Assista ao vídeo do polêmico ato racista:
Inquérito policial deve indiciar suspeitos
Na última quinta-feira, Patricia prestou depoimento por mais de uma hora na 4ª DP. Ela confirmou ter usado a palavra macaco, mas garantiu que não tinha intenção de ofender o goleiro santista. De acordo com a Polícia Civil, os suspeitos identificados nas imagens devem ser indiciados. Ainda não há confirmação de quantos deles.
- Ela disse que foi no embalo da torcida, que costuma usar essa expressão nos cânticos - contou o delegado Cleber Ferreira, diretor da delegacia regional de Porto Alegre.
Patricia também relatou ameaças sofridas desde então. Em entrevista concedida a ZH, um dos irmãos dela, morador de Alvorada, na Região Metropolitana, disse que a jovem foi ameaçada de morte e estupro por mensagens no Whatsapp.
- Ela terá de se mudar, não tem mais condições de continuar no mesmo lugar (um bairro popular da zona norte de Porto Alegre). Queremos dizer ao Brasil que a Patricia não é racista, ela agiu errado, mas tem muitos amigos negros, somos pessoas humildes, não merecemos todo esse linchamento que está ocorrendo.
Um dia depois do episódio na Arena, a casa de Patricia foi apedrejada por um vizinho. Desde que foi vista chamando Aranha de macaco em imagens do canal ESPN, ela não retornou à residência por medo de represálias. Nesse tempo, ficou refugiada na casa de familiares.
As hostilidades, que motivaram a gremista a excluir seus perfis nas redes sociais devido a um "linchamento" público, não ficaram restritas apenas a Patricia. Uma das filhas do irmão dela, que é adolescente e colorada, chegou a faltar a escola temendo ser agredida.
"Macaco, negro, sujo"
Além de Patricia, o taxista Filipe Guilhon, 27 anos, que trabalhou como organizador na Arena no jogo Grêmio e Santos, prestou depoimento ontem. Ele ficou no setor da Geral e ajudou os policiais a identificar algumas pessoas que aparecem em imagens feitas no estádio no dia da partida. Segundo ele, um grupo pequeno de torcedores teria gritado diversos xingamentos racistas ao goleiro santista:
- Ouvi dizerem macaco, negro, sujo, mas não identifiquei de quem veio - disse o taxista, esclarecendo que o setor de onde partiram os gritos não era o mesmo onde estava Patricia.
Filipe foi agredido por torcedores que, irritados, tentaram invadir o gramado.
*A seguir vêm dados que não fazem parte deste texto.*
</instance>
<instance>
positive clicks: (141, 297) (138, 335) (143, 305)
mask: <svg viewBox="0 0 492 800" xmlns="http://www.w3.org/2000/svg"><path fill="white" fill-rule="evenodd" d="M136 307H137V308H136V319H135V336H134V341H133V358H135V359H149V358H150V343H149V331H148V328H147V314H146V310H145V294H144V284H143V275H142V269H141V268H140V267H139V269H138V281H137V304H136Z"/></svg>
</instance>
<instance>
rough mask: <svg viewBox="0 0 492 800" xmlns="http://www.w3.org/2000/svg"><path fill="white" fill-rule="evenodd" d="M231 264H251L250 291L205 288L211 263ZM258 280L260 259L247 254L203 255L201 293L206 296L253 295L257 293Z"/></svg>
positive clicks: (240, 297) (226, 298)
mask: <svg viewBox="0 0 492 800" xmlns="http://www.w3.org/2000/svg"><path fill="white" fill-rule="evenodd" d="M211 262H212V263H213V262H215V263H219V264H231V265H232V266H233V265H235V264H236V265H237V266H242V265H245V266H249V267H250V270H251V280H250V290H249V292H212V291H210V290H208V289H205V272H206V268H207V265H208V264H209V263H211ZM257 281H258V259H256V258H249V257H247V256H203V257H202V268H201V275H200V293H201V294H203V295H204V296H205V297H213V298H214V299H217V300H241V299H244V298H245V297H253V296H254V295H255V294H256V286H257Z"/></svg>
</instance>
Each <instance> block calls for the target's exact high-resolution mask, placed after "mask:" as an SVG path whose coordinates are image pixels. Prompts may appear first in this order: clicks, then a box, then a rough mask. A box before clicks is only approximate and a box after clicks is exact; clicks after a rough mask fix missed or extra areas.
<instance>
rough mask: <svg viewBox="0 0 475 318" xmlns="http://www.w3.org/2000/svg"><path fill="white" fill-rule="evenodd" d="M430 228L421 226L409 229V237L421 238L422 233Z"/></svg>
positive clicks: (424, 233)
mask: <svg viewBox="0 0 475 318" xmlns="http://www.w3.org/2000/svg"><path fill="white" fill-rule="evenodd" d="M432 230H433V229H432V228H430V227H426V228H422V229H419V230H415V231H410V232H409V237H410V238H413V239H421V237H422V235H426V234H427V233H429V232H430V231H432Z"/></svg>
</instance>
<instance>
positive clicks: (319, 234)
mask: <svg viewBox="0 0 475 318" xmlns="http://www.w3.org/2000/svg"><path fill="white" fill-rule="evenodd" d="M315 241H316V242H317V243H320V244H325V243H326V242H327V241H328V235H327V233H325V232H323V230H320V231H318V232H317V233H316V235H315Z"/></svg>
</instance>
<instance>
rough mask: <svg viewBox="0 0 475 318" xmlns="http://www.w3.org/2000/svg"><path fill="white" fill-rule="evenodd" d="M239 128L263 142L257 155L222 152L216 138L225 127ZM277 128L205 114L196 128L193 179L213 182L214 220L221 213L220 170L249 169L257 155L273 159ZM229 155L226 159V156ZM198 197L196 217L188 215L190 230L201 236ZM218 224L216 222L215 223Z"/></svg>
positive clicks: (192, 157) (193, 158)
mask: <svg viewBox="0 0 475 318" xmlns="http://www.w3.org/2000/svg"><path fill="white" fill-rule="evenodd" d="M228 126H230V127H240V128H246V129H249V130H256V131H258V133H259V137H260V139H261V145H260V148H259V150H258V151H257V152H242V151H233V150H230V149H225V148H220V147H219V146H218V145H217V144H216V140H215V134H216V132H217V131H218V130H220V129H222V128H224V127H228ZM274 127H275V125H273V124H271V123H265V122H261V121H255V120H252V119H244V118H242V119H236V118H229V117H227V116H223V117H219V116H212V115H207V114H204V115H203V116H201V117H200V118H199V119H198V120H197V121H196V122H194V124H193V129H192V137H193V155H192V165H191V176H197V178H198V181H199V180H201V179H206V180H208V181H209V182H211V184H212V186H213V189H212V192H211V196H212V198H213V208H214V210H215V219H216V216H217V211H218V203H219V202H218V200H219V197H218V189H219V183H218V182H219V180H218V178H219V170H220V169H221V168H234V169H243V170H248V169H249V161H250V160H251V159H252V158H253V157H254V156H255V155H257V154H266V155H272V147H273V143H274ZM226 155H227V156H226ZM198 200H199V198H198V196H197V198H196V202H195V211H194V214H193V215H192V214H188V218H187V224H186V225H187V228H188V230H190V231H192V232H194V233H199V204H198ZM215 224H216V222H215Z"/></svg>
Ele afirmou não ter prestado queixa sobre as agressões, que teriam sido motivadas pela irritação de alguns gremistas com a postura do goleiro do Santos.
As investigações seguem nesta sexta-feira, com os depoimentos do torcedor Bruno Pisoni Garcia e o empresário Clairton S. dos Santos, dono do Bar do Ito, frequentado por integrantes da Geral. Eles foram intimados após o depoimento de Rodrigo Rysdyk, o Alemão, líder da organizada.